La dernière réforme d'envergure du droit familial date d'une trentaine d'années.

«Aujourd'hui, je ne ferme pas la porte à une réflexion sur l'ensemble de notre droit familial québécois», a dit le ministre, qui a convenu que bien des couples non mariés connaissaient mal leurs droits et obligations en cas de rupture.
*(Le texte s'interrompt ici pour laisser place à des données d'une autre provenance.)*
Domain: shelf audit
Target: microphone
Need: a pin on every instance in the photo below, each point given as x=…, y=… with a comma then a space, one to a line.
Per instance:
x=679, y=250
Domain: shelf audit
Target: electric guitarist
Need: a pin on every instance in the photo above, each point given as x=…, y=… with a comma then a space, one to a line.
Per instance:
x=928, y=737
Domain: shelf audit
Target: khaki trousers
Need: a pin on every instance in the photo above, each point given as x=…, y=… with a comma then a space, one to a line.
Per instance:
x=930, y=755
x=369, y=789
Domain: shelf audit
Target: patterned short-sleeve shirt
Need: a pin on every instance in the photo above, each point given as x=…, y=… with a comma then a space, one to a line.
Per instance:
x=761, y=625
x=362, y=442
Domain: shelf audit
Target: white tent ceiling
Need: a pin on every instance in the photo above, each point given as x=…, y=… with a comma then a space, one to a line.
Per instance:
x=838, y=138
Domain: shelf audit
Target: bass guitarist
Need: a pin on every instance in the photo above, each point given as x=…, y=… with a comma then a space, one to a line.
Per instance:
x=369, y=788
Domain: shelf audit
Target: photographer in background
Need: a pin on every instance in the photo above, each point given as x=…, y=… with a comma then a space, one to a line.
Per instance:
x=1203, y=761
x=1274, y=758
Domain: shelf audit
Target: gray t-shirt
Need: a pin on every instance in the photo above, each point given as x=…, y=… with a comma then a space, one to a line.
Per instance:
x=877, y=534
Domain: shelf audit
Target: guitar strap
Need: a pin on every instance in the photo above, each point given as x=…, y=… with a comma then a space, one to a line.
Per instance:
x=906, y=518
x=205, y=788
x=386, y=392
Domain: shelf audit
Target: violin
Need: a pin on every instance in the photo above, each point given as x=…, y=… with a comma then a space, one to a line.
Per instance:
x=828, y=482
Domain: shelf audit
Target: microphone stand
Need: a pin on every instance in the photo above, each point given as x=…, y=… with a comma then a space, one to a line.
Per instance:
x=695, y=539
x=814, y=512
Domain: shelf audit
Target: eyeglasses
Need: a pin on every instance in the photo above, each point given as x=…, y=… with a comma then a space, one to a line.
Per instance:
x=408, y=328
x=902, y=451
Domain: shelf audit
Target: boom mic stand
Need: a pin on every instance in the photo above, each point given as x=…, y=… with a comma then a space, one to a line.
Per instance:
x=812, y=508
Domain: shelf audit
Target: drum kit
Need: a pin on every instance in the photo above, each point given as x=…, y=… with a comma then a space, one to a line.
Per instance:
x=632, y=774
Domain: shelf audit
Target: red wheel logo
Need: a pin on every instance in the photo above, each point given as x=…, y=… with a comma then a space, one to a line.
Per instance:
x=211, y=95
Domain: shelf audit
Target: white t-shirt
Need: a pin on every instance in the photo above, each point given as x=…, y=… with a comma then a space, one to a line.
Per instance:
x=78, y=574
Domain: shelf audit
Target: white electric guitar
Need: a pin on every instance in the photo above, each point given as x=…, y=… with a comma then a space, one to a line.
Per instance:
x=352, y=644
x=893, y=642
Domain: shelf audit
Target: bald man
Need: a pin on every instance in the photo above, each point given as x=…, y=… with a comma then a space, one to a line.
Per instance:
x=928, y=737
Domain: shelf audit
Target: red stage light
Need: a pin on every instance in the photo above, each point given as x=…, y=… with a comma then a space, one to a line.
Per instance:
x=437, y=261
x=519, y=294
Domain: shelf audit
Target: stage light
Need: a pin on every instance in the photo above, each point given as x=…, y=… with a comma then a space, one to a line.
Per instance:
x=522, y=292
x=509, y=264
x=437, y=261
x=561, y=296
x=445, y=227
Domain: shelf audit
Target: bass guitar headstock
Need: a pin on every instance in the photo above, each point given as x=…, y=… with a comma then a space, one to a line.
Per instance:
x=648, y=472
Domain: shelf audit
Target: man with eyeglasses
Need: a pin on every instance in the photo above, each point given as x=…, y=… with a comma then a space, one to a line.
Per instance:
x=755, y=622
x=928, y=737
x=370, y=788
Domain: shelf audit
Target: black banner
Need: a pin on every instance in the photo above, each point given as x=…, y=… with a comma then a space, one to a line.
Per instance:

«Je crois qu'il y aurait avantage à mieux informer les Québécois sur les obligations que les différents statuts matrimoniaux imposent aux conjoints entre eux. Là aussi, je pense qu'une réflexion s'impose», selon lui.

Mais M. St-Arnaud a dit qu'il devait d'abord en discuter avec ses collègues du conseil des ministres avant d'extrapoler davantage sur la suite des choses. Il n'a pas voulu dire non plus quelle forme prendrait cette réflexion, qu'il s'agisse d'une commission parlementaire ou autre.

«Je vais évaluer cela au cours des prochaines semaines», a-t-il précisé.

Les partis d'opposition ont également salué ce jugement.

Le Conseil du statut de la femme (CSF) a cependant exprimé son inquiétude et émis des réserves, se demandant si le régime actuel correspondait à la réalité des familles québécoises et à leurs besoins financiers.

Le CSF craint que les femmes perdent ainsi un recours pour assurer leur sécurité financière après une rupture.

La décision de la Cour suprême «privera les familles d'un mécanisme capable d'assurer le maintien de leur niveau de vie après la rupture des parents», selon l'organisme consultatif dirigé par Julie Miville-Dechêne.

«Sans moyens suffisants pour répondre à ses besoins, le parent gardien aura plus de mal à organiser le quotidien de ses enfants. C'est pourquoi le Conseil croit que le bien-être de ces familles s'en ressentira», a fait valoir le CSF.